In my yard, the Blue Jays seem to be the most dickish. They chase other birds out of the birdbath and seem to stir up trouble.
They also raid others’ nests. That can be lessened by tossing some eggshells on the ground near where you feed the birds.
The blue jays’ song - not warning calls - is very pretty and strange, like they have nanosynths in their throats. I hipped my Grandpa to their song, much to his surprise and delight. He’d been a science teacher, and knew a lot about birds, but he didn’t know that was their song. We were outside his place and as he bitched about blue jays, one began to sing, and I told him, “That’s a blue jay singing!” He’d heard it all his life but never knew its source. He was also pleased to learn about the eggshells.
I just listened to the recorded calls for blue jays in iBird Pro – very interesting! I’ve certainly heard a number of them over the years, but a few of those particularly warbly synthy ones, I’m not so sure.
I highly recommend iBird Pro (smartphone app) to anyone with even a passing interest in avian dinosaurs. It’s not very expensive, and excellent! They even have an optional feature called Photo Sleuth that uses some kind of deep learning algorithm (I assume? Probably TensorFlow or similar?) to ID birds in photos you’ve taken. I haven’t tried that out yet but I will at some point.
There is no way that a corvid could ever equal the dickishness of the average parrot.
Huginn, Muninn and their lesser-known sister Trudinn.
We had wydahs with some society finches - figured out it would be easy to breed. Really cool birds with a dramatic change with breeding season. Sang like canaries too.

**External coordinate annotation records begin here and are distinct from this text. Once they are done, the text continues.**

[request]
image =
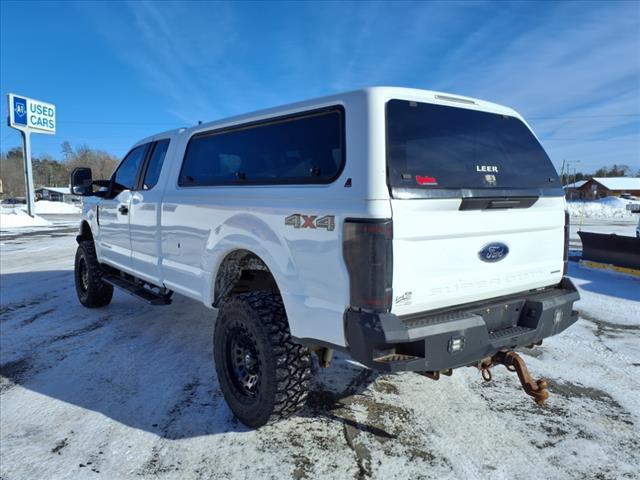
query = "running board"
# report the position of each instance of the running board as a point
(137, 290)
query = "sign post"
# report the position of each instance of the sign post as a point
(30, 116)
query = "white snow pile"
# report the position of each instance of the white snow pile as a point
(18, 219)
(47, 207)
(608, 207)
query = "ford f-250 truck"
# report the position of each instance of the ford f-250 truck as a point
(414, 230)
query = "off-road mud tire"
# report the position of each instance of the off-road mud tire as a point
(285, 366)
(92, 291)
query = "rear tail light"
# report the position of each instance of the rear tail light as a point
(565, 255)
(368, 253)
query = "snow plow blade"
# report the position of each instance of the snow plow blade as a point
(618, 250)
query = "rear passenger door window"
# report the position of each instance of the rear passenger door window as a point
(301, 149)
(154, 166)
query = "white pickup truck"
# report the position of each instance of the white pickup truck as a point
(413, 230)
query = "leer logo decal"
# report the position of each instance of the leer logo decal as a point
(298, 220)
(493, 252)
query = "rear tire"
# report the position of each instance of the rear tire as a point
(92, 291)
(263, 374)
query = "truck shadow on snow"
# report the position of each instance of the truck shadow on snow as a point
(149, 368)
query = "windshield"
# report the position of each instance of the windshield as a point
(434, 147)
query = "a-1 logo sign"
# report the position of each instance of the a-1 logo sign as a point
(20, 110)
(33, 115)
(298, 220)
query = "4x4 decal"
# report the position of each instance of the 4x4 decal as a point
(298, 220)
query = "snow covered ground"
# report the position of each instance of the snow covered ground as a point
(130, 391)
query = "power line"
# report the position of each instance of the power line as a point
(81, 122)
(561, 117)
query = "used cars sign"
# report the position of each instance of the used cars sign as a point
(29, 114)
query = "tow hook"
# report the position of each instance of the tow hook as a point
(514, 363)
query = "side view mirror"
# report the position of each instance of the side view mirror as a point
(81, 181)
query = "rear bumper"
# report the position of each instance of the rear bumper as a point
(460, 337)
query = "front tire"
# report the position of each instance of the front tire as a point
(263, 374)
(92, 291)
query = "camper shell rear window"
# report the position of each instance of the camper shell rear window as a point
(445, 151)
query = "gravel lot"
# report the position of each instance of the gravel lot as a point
(130, 391)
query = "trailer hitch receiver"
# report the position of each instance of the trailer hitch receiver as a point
(514, 363)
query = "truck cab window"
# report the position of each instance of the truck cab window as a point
(126, 174)
(154, 166)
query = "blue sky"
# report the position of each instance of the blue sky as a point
(119, 71)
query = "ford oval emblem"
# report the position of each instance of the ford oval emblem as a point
(493, 252)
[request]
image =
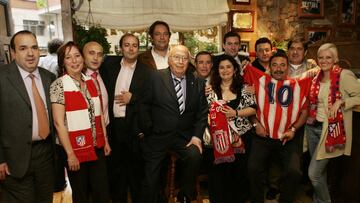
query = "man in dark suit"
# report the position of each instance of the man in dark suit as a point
(173, 113)
(231, 46)
(124, 78)
(26, 138)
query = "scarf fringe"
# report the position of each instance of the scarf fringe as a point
(225, 159)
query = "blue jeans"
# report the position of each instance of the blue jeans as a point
(317, 168)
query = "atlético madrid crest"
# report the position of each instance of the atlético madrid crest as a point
(221, 141)
(80, 140)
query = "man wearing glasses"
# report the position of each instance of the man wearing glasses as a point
(173, 118)
(231, 46)
(157, 56)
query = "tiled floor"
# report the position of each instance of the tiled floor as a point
(65, 197)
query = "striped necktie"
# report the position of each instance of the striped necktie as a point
(97, 84)
(179, 95)
(43, 121)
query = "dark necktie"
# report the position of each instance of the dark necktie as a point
(179, 95)
(97, 84)
(43, 121)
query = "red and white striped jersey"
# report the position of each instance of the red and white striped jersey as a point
(279, 102)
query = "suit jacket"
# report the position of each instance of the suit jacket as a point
(159, 108)
(16, 118)
(350, 93)
(148, 59)
(109, 72)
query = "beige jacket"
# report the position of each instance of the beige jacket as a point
(350, 90)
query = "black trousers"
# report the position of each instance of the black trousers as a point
(155, 149)
(90, 181)
(38, 183)
(228, 182)
(288, 154)
(125, 164)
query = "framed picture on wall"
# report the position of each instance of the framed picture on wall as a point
(318, 34)
(347, 12)
(244, 46)
(311, 8)
(242, 21)
(241, 1)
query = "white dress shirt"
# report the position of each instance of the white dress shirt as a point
(28, 84)
(160, 61)
(104, 95)
(123, 82)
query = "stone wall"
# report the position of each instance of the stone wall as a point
(279, 20)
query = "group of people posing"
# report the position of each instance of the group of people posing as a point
(112, 121)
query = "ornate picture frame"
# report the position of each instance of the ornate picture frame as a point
(311, 8)
(242, 21)
(318, 34)
(246, 2)
(347, 13)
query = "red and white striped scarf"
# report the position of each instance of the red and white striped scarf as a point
(226, 141)
(335, 139)
(78, 121)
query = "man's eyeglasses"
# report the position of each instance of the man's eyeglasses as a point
(178, 57)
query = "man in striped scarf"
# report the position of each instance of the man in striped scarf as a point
(282, 109)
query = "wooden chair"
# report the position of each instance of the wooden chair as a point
(171, 181)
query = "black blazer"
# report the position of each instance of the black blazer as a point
(109, 72)
(16, 118)
(159, 108)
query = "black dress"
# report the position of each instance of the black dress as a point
(228, 182)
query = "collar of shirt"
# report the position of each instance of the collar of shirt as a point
(158, 55)
(295, 67)
(183, 78)
(132, 66)
(89, 72)
(25, 74)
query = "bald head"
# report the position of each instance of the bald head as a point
(93, 55)
(179, 57)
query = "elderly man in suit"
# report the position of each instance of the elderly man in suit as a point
(173, 113)
(26, 138)
(124, 78)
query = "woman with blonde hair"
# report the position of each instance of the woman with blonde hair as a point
(334, 92)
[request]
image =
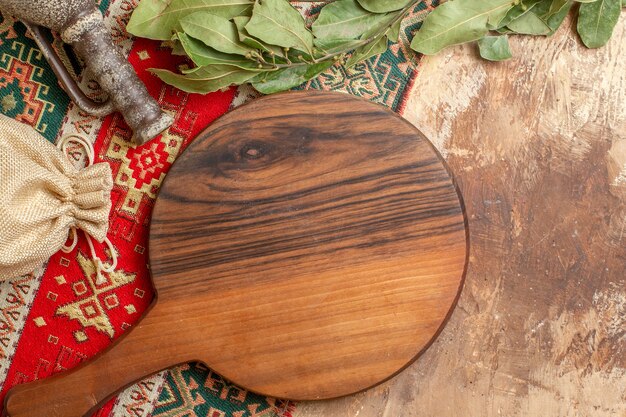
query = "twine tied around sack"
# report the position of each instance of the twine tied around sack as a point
(100, 266)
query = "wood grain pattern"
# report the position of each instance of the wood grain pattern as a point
(538, 147)
(307, 246)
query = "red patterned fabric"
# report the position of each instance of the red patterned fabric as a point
(98, 314)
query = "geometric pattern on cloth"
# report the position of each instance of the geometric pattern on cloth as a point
(59, 316)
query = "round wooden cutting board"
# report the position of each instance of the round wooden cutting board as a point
(306, 246)
(319, 240)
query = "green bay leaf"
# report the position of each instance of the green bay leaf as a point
(217, 32)
(383, 6)
(394, 31)
(159, 19)
(203, 55)
(457, 21)
(529, 24)
(287, 78)
(276, 22)
(205, 79)
(494, 48)
(596, 21)
(247, 39)
(345, 19)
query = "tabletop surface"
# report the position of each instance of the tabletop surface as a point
(537, 144)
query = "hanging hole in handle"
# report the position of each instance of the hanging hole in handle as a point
(69, 84)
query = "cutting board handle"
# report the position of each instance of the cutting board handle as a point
(83, 390)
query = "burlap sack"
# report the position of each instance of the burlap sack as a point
(42, 195)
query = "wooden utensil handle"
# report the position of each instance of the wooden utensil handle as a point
(83, 390)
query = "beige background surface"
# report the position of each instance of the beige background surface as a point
(538, 147)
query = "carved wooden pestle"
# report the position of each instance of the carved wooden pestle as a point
(81, 25)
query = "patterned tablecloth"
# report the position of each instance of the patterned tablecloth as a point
(56, 317)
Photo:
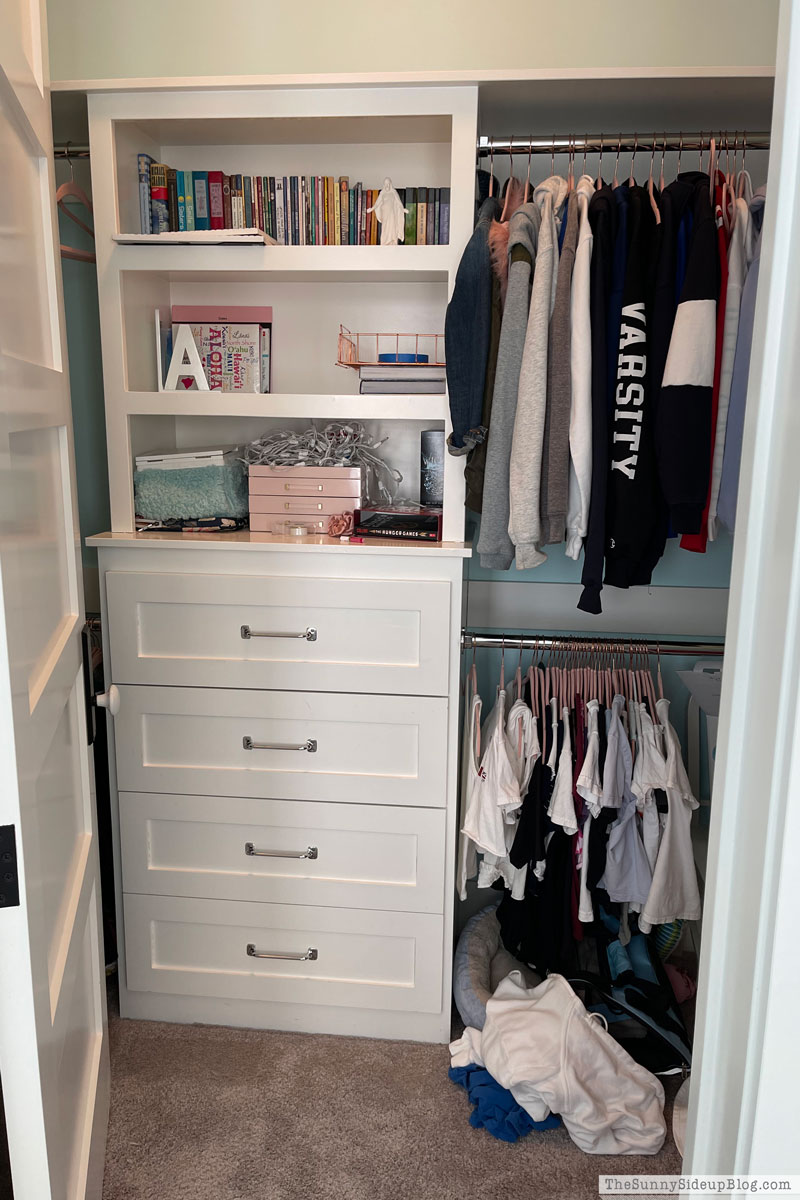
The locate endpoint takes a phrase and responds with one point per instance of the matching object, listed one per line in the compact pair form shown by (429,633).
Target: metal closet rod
(625,142)
(469,641)
(70,150)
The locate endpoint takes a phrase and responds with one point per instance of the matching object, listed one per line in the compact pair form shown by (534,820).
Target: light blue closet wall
(82,315)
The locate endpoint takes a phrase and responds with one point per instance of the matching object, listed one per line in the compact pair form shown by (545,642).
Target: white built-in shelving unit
(416,136)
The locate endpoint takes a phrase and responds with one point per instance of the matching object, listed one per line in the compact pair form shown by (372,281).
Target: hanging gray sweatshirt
(525,467)
(494,545)
(555,450)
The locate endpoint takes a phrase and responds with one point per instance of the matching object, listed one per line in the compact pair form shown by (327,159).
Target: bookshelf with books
(331,141)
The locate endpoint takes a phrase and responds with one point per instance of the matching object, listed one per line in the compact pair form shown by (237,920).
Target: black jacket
(602,219)
(684,407)
(468,327)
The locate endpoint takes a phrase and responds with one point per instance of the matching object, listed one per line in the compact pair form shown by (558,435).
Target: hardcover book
(410,216)
(188,199)
(247,203)
(444,216)
(287,210)
(145,216)
(181,201)
(200,181)
(421,216)
(343,210)
(216,204)
(172,198)
(158,205)
(227,215)
(281,227)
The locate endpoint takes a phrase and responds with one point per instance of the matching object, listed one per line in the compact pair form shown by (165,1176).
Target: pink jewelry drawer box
(306,481)
(305,505)
(311,493)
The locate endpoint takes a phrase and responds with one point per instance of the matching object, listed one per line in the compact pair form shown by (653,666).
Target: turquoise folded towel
(193,492)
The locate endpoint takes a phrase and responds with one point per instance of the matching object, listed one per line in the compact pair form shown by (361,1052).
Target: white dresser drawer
(367,749)
(356,856)
(371,635)
(376,960)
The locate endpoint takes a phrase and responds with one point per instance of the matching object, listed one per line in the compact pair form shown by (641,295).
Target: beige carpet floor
(203,1113)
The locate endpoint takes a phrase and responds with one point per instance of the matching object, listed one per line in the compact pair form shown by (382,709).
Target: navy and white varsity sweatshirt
(602,219)
(684,408)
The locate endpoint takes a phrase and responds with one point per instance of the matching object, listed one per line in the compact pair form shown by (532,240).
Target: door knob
(109,700)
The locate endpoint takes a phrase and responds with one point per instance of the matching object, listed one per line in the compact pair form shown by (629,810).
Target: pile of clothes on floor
(542,1053)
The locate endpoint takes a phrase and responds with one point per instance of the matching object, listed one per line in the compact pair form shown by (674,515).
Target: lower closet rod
(471,641)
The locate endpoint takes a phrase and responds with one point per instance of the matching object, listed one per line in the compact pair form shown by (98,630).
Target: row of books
(295,210)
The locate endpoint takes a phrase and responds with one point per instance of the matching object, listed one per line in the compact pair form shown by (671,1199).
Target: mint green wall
(85,382)
(108,40)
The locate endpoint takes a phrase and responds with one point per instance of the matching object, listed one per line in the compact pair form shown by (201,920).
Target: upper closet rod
(70,150)
(470,641)
(625,142)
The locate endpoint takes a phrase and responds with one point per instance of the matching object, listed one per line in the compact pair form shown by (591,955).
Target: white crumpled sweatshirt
(554,1056)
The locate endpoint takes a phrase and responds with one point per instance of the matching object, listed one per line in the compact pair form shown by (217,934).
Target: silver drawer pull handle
(250,849)
(308,635)
(310,745)
(311,954)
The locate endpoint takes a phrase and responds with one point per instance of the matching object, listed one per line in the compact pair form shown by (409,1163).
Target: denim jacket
(467,335)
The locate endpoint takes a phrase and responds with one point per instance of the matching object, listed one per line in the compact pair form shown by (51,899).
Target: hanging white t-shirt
(649,774)
(498,787)
(589,785)
(470,783)
(627,875)
(674,893)
(561,808)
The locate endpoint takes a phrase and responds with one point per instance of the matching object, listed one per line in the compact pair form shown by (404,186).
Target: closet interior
(348,761)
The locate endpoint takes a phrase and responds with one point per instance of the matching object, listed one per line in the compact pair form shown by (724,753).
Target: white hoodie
(525,468)
(554,1056)
(577,516)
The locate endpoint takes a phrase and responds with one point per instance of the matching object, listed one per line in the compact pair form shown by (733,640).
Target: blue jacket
(467,335)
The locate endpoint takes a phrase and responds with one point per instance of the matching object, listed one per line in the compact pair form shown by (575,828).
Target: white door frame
(743,1105)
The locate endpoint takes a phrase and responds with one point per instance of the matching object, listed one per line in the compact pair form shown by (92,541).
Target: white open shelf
(420,137)
(308,264)
(287,406)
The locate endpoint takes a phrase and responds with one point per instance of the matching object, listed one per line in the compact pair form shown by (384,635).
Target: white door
(53,1044)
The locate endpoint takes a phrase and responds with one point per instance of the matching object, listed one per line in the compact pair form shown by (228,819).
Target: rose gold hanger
(740,186)
(505,214)
(631,180)
(71,190)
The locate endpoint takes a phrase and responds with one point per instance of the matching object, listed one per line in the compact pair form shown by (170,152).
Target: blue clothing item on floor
(494,1108)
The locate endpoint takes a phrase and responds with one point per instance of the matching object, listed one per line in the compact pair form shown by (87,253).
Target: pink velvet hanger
(72,190)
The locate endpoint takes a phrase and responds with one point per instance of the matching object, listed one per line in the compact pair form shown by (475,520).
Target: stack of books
(402,379)
(295,210)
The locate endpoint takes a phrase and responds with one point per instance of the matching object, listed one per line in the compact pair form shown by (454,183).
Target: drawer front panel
(368,749)
(372,635)
(302,505)
(366,857)
(378,960)
(260,485)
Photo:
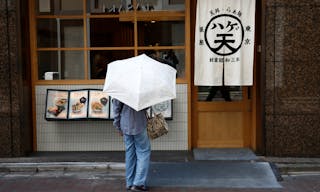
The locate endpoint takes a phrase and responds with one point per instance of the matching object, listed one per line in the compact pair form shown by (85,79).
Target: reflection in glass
(160,5)
(116,6)
(219,93)
(100,59)
(47,33)
(110,33)
(108,6)
(64,64)
(174,58)
(59,7)
(162,33)
(59,33)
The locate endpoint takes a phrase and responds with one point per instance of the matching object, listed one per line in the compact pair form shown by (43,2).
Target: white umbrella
(140,81)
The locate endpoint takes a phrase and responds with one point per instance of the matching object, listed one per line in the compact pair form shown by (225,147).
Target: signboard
(224,43)
(56,104)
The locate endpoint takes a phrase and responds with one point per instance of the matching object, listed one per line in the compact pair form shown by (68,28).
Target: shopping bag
(156,126)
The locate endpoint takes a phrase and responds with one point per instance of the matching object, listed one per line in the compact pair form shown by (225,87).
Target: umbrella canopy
(140,81)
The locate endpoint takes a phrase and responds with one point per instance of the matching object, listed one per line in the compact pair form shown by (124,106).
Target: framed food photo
(165,108)
(56,104)
(98,104)
(78,104)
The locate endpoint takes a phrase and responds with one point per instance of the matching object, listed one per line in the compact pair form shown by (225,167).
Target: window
(76,39)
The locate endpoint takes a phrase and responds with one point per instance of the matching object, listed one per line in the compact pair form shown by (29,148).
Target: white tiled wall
(96,135)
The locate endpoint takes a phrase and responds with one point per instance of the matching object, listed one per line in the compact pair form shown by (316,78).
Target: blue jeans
(138,153)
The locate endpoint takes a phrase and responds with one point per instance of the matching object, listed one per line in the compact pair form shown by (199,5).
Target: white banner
(224,42)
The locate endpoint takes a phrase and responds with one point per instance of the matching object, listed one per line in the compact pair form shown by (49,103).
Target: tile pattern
(292,95)
(95,135)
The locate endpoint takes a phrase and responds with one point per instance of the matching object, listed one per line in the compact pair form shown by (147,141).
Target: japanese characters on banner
(224,42)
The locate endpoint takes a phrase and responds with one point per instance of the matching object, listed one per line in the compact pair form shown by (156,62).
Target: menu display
(57,104)
(78,101)
(98,104)
(89,104)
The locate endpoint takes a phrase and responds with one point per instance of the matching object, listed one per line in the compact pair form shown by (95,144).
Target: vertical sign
(224,42)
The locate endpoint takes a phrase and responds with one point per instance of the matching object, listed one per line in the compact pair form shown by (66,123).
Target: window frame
(134,16)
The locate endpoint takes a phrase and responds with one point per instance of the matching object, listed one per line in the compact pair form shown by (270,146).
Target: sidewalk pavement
(104,171)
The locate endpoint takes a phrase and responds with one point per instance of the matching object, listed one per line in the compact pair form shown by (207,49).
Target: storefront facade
(74,40)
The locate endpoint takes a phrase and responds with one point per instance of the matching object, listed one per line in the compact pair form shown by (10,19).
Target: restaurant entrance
(228,116)
(223,117)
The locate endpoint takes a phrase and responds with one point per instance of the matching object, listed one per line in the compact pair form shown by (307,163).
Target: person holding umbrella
(135,84)
(131,124)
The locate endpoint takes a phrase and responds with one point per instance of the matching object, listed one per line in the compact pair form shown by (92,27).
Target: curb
(61,166)
(293,168)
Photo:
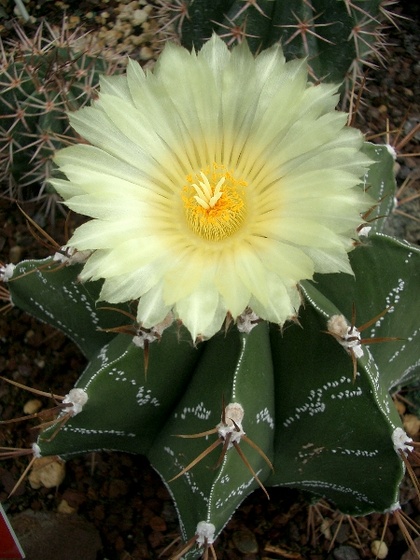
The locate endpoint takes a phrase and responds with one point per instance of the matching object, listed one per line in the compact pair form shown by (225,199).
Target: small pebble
(32,406)
(64,507)
(48,472)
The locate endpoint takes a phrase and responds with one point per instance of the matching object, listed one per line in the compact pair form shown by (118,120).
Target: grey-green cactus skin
(316,424)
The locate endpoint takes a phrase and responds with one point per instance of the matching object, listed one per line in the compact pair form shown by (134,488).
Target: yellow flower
(215,183)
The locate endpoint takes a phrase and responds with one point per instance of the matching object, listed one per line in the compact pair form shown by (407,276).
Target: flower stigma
(214,203)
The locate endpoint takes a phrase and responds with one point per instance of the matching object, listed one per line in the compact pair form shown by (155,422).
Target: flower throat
(214,203)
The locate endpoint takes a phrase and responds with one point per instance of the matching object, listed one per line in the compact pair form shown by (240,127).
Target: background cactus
(339,37)
(302,406)
(41,78)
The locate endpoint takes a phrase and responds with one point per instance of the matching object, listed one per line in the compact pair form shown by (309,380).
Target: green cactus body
(318,425)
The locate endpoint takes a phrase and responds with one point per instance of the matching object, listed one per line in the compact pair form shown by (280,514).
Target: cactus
(339,37)
(42,78)
(267,407)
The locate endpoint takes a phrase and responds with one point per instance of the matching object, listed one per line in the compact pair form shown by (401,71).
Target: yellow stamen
(214,203)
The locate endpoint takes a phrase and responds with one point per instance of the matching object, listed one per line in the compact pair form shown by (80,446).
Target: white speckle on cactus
(247,321)
(77,398)
(394,507)
(6,272)
(232,424)
(364,230)
(379,549)
(36,450)
(144,336)
(205,533)
(69,256)
(391,151)
(265,416)
(199,411)
(348,336)
(144,396)
(401,441)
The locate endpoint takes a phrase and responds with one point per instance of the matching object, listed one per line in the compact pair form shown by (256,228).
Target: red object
(10,548)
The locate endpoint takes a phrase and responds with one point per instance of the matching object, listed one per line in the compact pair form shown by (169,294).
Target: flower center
(214,203)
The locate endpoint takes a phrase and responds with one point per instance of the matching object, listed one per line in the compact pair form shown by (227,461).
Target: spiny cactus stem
(22,10)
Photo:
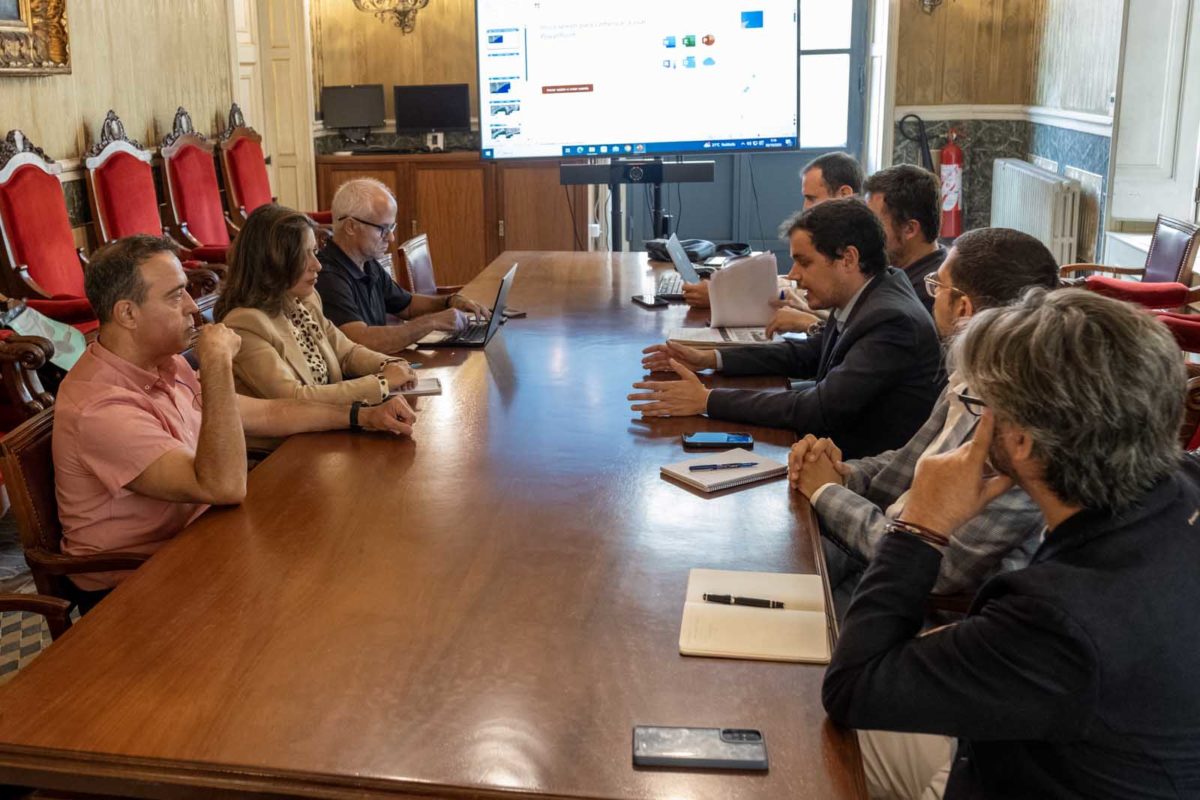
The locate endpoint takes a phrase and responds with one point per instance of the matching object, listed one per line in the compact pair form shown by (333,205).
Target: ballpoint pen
(705,468)
(731,600)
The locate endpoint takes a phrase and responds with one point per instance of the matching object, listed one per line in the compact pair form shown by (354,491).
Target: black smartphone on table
(723,749)
(717,440)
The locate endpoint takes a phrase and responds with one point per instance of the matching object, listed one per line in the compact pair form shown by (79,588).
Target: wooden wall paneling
(919,60)
(535,210)
(357,48)
(142,59)
(967,52)
(454,205)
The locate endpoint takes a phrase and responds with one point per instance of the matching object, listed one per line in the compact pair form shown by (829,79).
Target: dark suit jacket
(874,389)
(1077,677)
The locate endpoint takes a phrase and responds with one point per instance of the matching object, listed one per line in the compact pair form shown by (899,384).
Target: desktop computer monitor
(352,107)
(436,108)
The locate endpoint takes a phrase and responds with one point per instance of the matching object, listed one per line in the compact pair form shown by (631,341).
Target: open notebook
(723,479)
(703,338)
(796,632)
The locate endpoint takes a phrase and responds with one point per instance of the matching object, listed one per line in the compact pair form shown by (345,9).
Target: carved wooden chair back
(120,184)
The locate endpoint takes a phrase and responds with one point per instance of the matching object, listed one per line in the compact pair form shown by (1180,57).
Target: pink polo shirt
(112,420)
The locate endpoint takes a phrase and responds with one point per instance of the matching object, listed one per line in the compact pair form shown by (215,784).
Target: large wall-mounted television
(636,77)
(437,107)
(352,107)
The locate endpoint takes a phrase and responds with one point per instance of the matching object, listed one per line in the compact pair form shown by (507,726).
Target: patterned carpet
(22,636)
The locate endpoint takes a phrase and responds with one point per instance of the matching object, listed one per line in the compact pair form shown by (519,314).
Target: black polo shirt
(349,294)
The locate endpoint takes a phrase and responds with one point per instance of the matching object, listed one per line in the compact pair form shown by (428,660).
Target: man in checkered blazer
(855,500)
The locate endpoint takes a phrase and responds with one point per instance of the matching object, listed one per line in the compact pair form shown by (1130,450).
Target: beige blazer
(271,365)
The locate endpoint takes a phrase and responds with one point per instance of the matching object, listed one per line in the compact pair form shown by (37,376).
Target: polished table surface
(486,609)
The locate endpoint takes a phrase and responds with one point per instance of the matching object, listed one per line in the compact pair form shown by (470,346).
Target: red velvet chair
(191,178)
(247,185)
(1170,260)
(123,196)
(41,260)
(1149,295)
(1186,329)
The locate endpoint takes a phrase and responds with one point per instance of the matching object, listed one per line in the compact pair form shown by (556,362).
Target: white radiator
(1037,202)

Nope. No breeding. I guess there’s a reason PetsMart doesn’t have wydahs for sale.
Our ravens, whatever variety they have in New Mexico, are awesome, huge, and I hope they never get a grudge against me.
Only if you get it a couple of friends.
He is a better man than I. I would have just ended up eating crow.
Brood parasites are only following the behaviours that evolution programmed into them. So not dickish.
Corvids and parrots know better. They’re dicks because they want to be, just for the lulz.
A friend of mine had a parrot growing up.
That parrot would try to take a piece out of me every time I walked by its cage. Like “clip clop” sounds as it bit the air. When it was free to roam, it would follow me around, trying to take a piece out of me. A few times I got up on a chair.
My friend’s mom would always pick up the bird and insist he was a total sweetheart.
“He’s never taken a piece out of you?” I asked once.
“Oh sure, lots of times. Look at this scar, he bit right through my ear a few years ago.”
Caged parrots are chaotic evil, in contrast to wild parrots in groups who are merely lawful evil.
Put a dollar in the pun jar.
That’s because Australian magpies aren’t magpies. They’re not even corvids. Just a black and white bird that colonisers thought kinda looked and acted like the bird they knew from home.
Them’s swooping words! Don’t even get me started on our ravens and crows
Ok, checked it out and they’re passerines…
Still, don’t get me started on the ravens and crows???